My personal experiences of death have been painful enough to give me an insight, just slightly, of the overwhelming pain of losing a loved one; of seeing a beloved child go off to war and never return; of seeing multiple members of your family blown to pieces in seconds; of having everything you own destroyed; or of being forced to flee with virtually nothing at a moment’s notice.

My almost insignificant experiences of mild hunger and thirst; these give me the tiniest insight into the pain and panic of what real hunger and thirst might feel like.

“How could we consume vastly more than our fair share of the world’s resources if not by acts of violence both economic and military?”

All of us know this, at least we do if we stop and think about it. War is evil. War is painful beyond our imagining.

I think where we differ is of course that some of us have turned our heads away and chosen not to think too deeply about it all.

But more so where we differ is on the questions of whether war is useful, necessary, “worth it”; is a war ever worth the cost? Some people think it is.

We must all take this question seriously. Especially those of us with no direct experience to draw on.

Our pilgrimage in September emerges from an instinctive impulse to say “NO”, war is not worth the cost.

Yet I can hear voices out there telling me that I am naïve, “such facile statements ignore the realities of the world we live in, sometimes the good guys have to stand up and fight”.

There is some truth in these accusations of naivety. The truth is that I, and everyone living in the west, need to acknowledge that we have benefited from war. Take a long view of the last 300 years, how often has our nation (and similar nations) used violence to subjugate, to steal, to punish; violence has been used to gain power over the world’s wealth, both natural resources and human resources.

Of course everyone of us here in the UK benefits from this. Most of us live in the cocoon I mentioned above. How could we consume vastly more than our fair share of the world’s resources if not by acts of violence both economic and military?

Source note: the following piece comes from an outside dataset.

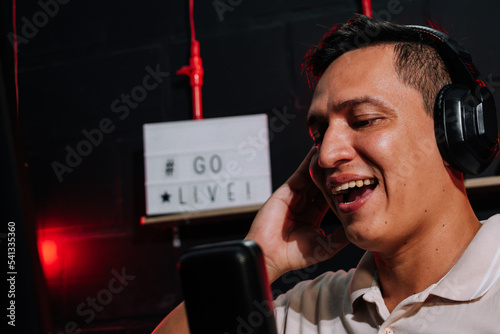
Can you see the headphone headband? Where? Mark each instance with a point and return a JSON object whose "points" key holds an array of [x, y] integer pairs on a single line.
{"points": [[465, 114]]}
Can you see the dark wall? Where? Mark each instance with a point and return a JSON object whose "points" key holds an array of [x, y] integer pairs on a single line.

Our naivety then might lay in a belief that we can work for peace while denying our privilege and our complicity. A false idea that the fuel in our cars, the electronic goods in our pockets, the food on our tables even, has no connection to militarism; in truth all of this wealth is protected by the use of violence around the world. The arms industry facilitates the processes which make our affluence possible.

Of course the more wealthy we are the more complicit we are. The more high-impact my lifestyles is then the more inner work there is for me to do. We are all responsible for struggling with our own addictions and impulses to over-consumption.

It’s important that our speaking out for peace is not a mission of criticising everyone around us. Especially the already struggling in our society. We are stuck in a deeply rooted toxic system, there is a balance to be struck between our responsibility to act and our areas of powerlessness.

So striving for peace, working for peace.

It is absolutely about speaking out against the Arms Trade. It is about using our bodies to oppose violence. It is about challenging the structures which make war possible.

It is about digging deep into ourselves, deconstructing our own sense of privilege. Dealing with our own addictions, our own propensities to violence.

And it is about our communities, working together to reject the benefits of violence, finding new ways of being in solidarity which support the vulnerable, don’t destroy the earth, and which aren’t supported by violence in faraway lands.

At every level to say NO to violence, YES to peace.

So, I offer an invitation. Come and join us in September.

Make a statement in opposition to the Arms Trade.

Meet like-minded fellow pilgrims, engage with the conversations necessary to de-violence our society.

And join us as pilgrims on the inner journey of peace, struggling out of our comfortable complicity with violence.